Reverse mortgages can help those in financial distress by converting part of the equity they have built up in their home into cash. They can use the money for anything they want including supplemental income, home repairs, paying off their original loan, taxes, college expenses for their grand kids, a new car or whatever they want. It’s their money.
These loans allow the homeowner several payment options from single disbursement to fixed monthly cash advances to a line of credit, where you can draw down the loan proceeds at any time.
The difference between a regular home mortgage and a reverse mortgage is all about how the payments work. With a standard “forward” mortgage, you pay your lender over a certain time period to pay for your house. A reverse mortgage is a loan in which the lender pays you. The best part of it all is that the money you get is usually tax-free, according to the Federal Trade Commission (FTC).
“The reasons why people get reverse mortgages are diverse. But the vast consistency is that they don’t have other assets, and now they are going to tap into their equity,” says Ken Seal. He is a Certified Reverse Mortgage Professional (CRMP) at Neighborhood Mortgage, Bellingham, Wash.

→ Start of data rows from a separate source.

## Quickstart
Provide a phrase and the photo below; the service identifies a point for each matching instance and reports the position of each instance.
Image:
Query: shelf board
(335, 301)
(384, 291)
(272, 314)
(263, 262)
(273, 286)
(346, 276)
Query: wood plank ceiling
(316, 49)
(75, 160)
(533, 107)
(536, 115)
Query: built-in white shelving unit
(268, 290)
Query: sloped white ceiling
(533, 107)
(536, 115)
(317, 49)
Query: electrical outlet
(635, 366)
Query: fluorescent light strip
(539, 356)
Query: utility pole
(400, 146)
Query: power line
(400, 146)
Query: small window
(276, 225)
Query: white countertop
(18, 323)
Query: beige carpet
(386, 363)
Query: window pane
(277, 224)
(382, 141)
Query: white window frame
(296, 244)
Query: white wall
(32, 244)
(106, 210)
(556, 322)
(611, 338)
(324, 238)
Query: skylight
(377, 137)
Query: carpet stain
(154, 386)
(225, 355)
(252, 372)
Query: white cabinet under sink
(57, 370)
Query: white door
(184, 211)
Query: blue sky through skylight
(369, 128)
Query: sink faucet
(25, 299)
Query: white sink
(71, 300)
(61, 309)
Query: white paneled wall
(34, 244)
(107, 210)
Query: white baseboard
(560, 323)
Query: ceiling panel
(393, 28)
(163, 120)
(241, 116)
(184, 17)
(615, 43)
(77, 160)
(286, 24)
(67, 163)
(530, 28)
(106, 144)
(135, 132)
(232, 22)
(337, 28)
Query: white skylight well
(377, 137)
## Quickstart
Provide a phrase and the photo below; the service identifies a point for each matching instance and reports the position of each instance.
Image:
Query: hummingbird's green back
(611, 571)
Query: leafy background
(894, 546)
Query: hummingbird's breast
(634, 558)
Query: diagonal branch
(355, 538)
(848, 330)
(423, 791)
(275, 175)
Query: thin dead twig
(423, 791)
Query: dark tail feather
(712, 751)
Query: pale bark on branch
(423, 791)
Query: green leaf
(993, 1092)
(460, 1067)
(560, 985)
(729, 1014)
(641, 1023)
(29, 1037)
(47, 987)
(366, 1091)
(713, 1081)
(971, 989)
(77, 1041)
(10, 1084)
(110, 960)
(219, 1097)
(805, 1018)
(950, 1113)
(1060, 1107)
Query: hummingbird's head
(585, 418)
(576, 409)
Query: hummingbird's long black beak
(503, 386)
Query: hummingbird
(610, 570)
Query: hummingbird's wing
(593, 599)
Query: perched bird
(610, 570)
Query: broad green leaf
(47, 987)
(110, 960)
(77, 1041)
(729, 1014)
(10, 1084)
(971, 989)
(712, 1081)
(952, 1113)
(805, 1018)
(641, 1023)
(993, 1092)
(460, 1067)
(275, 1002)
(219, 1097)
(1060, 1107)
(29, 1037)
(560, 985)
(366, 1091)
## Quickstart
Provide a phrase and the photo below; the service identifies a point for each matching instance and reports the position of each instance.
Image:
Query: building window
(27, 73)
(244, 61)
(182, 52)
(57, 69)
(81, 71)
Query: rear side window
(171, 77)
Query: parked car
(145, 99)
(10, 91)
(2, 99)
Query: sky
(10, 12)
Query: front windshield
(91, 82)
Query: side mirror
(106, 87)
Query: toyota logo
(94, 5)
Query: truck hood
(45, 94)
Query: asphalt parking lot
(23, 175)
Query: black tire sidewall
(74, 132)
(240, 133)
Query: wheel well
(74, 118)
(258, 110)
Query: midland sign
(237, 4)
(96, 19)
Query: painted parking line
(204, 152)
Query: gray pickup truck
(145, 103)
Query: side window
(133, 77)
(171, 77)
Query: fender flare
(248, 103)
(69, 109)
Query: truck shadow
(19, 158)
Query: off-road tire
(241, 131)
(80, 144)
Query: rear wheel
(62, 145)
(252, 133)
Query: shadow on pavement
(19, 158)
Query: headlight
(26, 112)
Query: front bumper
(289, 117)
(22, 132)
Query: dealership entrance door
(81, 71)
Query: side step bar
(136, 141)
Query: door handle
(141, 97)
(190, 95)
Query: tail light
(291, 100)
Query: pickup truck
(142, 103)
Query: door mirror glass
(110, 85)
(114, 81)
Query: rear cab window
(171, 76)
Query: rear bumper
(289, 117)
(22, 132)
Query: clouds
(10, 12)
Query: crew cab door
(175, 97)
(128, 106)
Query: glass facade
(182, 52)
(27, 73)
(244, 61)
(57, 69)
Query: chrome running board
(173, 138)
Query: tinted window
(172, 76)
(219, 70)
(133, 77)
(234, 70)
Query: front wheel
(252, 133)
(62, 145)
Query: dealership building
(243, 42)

Types of Reverse Mortgages
Reverse mortgages were designed in 1989 to help people age in place and access their equity in their home without qualifying for a loan. It was an FHA loan with no payment requirement to help those in financial distress, he says.
The only reverse mortgage insured by the U.S. Federal Government is called a Home Equity Conversion Mortgage or HECM, and is only available through an FHA approved lender. The FHA insures that your reverse mortgage will never be underwater. However, you can use up all of your equity and have nothing left when you need to sell your home.
There also are propriety reverse mortgages which are private loans backed by the companies that offer them. If you own a much greater valued home, you could get a bigger loan advance from this type of mortgage, the FTC says. Private reverse mortgages are the least expensive option, and are offered by some state and local government agencies as well as non-profit organizations.
Reverse Mortgage Changes in 2015
“The HECM loan wasn’t based on credit scores, but your ability to pay and your intent to make payments,” says Seal. “Virtually, anyone that was 62 years and older back then was qualified as long as the house was their primary residence. We didn’t even have to look at your income or your credit scores.”
But a lot of things changed April 27 this year, he says. The rules about qualifying got stricter. It all happened because a lot of people had gone into foreclosure on reverse mortgages back when the market crashed and the years following. The FHA needed to make the program sustainable again. So, it reduced its risk by increasing the mortgage insurance. Plus, reverse mortgage consultants like Sears now need to look at applicants’ tax returns, their credit and income history.
“We have to make sure they can pay their taxes and house insurance,” he says. “It’s sad because they say now that there will be a 58 percent reduction of who will now qualify for these loans. These loans were created to help certain people. But if someone is behind on their property taxes, they won’t qualify.”
Reverse Mortgage Borrowers are Now Younger
Scott Funk, reverse mortgage consultant at Reverse Mortgage Funding in Barre, Vt., says that most of his clients today are far younger than they used to be – many in their 60s not mid or late 70s.
“Perhaps this is because Baby Boomers have learned from the experiences of their parents. We have also just gone through the worst financial crisis since the Great Depression,” he said.
Property and stock values are not as certain as they had been in the generation before the Baby Boomers, too.
“Baby Boomers are not adverse to debt, plus people are more proactive and think more out of the box,” he says. “The potential in this industry is phenomenal.”
Shop Around for a Reverse Mortgage
Just like a regular home mortgage, Funk and Sears both agree that people should shop around.
“There are lots of ads on TV, sites on the internet and offers stuffing your mailbox,” Funk says. “My rule of thumb is to take your time. Avoid anyone who pressures you with too many phone calls or emails. Look for a person and company you are comfortable with.”
Sears also feels that if you look for a local lender who is willing to come out to your house that you will be much better off, too.
“I always go to their home to take the application,” Sears says. “I want to see the house before the appraiser does. I find several things that people can do to up their appraisal. If they have peeling paint or a tree limb touching their roof, they need to get those fixed. That can add several hundreds or thousands of dollars to the appraisal.”
With an FHA appraisal, there are many problems an appraiser can find and require homeowners to fix. And then they charge another $150 to come back the house to make sure it got fixed.
“Lenders make a lot of money on these, especially with the fixed rate options,” Seal says.
With reverse mortgages, counseling is required and can typically cost $125 to $150. Sometimes, there is grant money where applicants can get free counseling.
Reverse mortgages used to have a really bad reputation in the beginning. But now, things are much more regulated and checked out before anything is sealed and delivered.
“There are multiple safety nets, even at the closing when a notary looks through everything to make sure someone isn’t being taken advantage of,” Seal says.
With today’s extra safeguards, a reverse mortgage helps older homeowners stay in their homes, while ensuring the program is sustainable for the long term.